SIM. Mesmo no caso de trabalho à distância o empregado continua sendo subordinado juridicamente ao patrão, que tem formas de controlar a produção, a data de entrega, a qualidade do produto confeccionado etc.

Nesse sentido, foi publicada ontem, a Lei 12.551, de 15 de dezembro de 2011, que tem como objetivo deixar claro na legislação duas situações que já são aceitas pela jurisprudência:
a)      O trabalho realizado à distância, desde que estejam caracterizados os pressupostos da relação de emprego, em nada se diferencia do trabalho prestado no estabelecimento do empregador;
b)      O poder diretivo do empregador, isto é, o comando, o controle e a supervisão das atividades do empregado, pode ser realizado por meios telemáticos e informatizados, persistindo, portanto, a subordinação jurídica.

Desse modo, conforme expresso na ementa, a lei teve como finalidade equiparar os efeitos jurídicos da subordinação exercida por meios telemáticos e informatizados à exercida por meios pessoais e diretos.

Vejamos a nova lei em comparação com a redação antiga da CLT:

Redação atual
Redação anterior
Art. 6º Não se distingue entre o trabalho realizado no estabelecimento do empregador, o executado no domicílio do empregado e o realizado a distância, desde que estejam caracterizados os pressupostos da relação de emprego.
Art. 6º Não se distingue entre o trabalho realizado no estabelecimento do empregador e o executado no domicílio do empregado, desde que esteja caracterizada a relação de emprego.
Parágrafo único. Os meios telemáticos e informatizados de comando, controle e supervisão se equiparam, para fins de subordinação jurídica, aos meios pessoais e diretos de comando, controle e supervisão do trabalho alheio.
Não havia.

Quais os direitos dos empregados que laboram sob o regime do trabalho à distância?
A princípio, os trabalhadores à distância devem gozar dos mesmos direitos previstos ao empregado que preste serviços no estabelecimento do empregador. Essa garantia é prevista no art. 6º da CLT, na Convenção 177, de 1996 e na Recomendação 184, ambas da OIT.

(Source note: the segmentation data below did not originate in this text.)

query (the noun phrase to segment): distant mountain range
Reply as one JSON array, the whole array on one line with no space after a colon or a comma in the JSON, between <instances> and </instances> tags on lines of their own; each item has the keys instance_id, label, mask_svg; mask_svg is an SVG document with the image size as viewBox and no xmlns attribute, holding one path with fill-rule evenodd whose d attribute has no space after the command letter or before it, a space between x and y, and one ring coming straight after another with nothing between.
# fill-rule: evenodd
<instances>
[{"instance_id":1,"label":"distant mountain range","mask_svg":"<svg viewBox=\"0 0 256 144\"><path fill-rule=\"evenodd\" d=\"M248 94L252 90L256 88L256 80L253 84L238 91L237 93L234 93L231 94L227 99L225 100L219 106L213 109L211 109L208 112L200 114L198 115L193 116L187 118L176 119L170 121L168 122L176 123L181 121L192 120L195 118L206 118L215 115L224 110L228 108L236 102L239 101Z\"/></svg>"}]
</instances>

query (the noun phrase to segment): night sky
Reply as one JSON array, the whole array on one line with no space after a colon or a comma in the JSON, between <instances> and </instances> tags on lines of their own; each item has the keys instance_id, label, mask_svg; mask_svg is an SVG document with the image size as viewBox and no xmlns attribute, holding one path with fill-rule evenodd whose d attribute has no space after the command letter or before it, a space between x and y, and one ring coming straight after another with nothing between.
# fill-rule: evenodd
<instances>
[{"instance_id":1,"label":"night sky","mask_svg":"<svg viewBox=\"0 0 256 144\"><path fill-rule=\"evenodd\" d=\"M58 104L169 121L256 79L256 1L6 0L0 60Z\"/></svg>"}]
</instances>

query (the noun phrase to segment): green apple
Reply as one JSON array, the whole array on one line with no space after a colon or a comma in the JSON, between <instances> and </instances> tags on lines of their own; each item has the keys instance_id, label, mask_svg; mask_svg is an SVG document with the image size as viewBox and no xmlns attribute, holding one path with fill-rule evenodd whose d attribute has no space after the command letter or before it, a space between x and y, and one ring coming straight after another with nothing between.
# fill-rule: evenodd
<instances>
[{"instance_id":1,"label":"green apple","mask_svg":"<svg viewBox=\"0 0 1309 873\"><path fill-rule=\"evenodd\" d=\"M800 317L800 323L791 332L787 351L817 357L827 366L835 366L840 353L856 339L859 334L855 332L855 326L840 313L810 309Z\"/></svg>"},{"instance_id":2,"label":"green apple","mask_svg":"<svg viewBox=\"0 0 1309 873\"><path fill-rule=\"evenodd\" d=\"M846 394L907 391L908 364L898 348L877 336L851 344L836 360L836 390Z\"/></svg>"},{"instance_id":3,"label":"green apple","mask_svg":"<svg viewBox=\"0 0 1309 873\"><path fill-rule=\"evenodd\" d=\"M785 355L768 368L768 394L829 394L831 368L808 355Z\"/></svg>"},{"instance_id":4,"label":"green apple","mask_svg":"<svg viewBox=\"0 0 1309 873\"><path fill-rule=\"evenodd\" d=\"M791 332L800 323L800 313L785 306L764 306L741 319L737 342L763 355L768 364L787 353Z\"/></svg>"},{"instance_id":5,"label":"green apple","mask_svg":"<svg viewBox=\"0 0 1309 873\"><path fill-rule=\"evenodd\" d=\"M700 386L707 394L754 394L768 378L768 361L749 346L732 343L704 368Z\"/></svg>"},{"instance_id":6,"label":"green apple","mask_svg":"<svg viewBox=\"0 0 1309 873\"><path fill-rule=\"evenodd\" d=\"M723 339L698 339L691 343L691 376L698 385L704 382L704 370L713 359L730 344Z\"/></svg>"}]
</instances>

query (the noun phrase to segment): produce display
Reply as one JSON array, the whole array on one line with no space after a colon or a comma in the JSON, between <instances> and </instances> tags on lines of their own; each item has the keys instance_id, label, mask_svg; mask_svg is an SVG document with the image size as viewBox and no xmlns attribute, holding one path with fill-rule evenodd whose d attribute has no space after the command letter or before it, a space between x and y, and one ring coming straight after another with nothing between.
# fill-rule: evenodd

Os trabalhadores à distância têm direito a horas extras?
A jurisprudência é dividida quanto a esse tema.

1ª corrente
Não seriam devidas as horas extras uma vez que os trabalhadores à distância, seriam enquadrados na previsão do art. 62, I, da CLT, que trata dos empregados cuja atividade é incompatível com o controle da jornada de trabalho.

“Admitindo a reclamante a prestação de serviços em sua residência, no horário que lhe fosse mais conveniente, assim como o auxílio prestado por terceiros (filhos, genro e noras), impossível avaliar o período de tempo despendido. Assim incabível o pedido de horas extras.”
(TRT 3ª R. - 2ª T. - RO/21773/99 - Relª. Juíza Taísa Maria Macena de Lima - DJMG 14.06.2000 - p. 15)
2ª corrente
As horas extras são devidas considerando que existem formas telemáticas ou informatizadas de o empregador controlar a jornada de trabalho do empregado mesmo sendo o trabalho à distância.

"O controle da jornada de trabalho externo, mediante aparelho de comunicação utilizável como telefone celular, rádio ou Pager, é constitutivo do direito ao recebimento de horas extras, quando caracterizada a extrapolação do limite legal de duração do trabalho." (Recurso Ordinário nº 19990582346 - Acórdão nº 20010111667 - São Paulo - Tribunal Regional do Trabalho da 2ª Região - Oitava Turma - Juíza Relatora Vilma Nogueira de Araújo Vaz da Silva - julgado em 19.03.2001 - DJ in 10.4.2001)

Salvo em casos excepcionais, nos quais reste evidente uma forma de controle da jornada de trabalho pelo empregador, mesmo à distância, a primeira corrente é a que prevalece.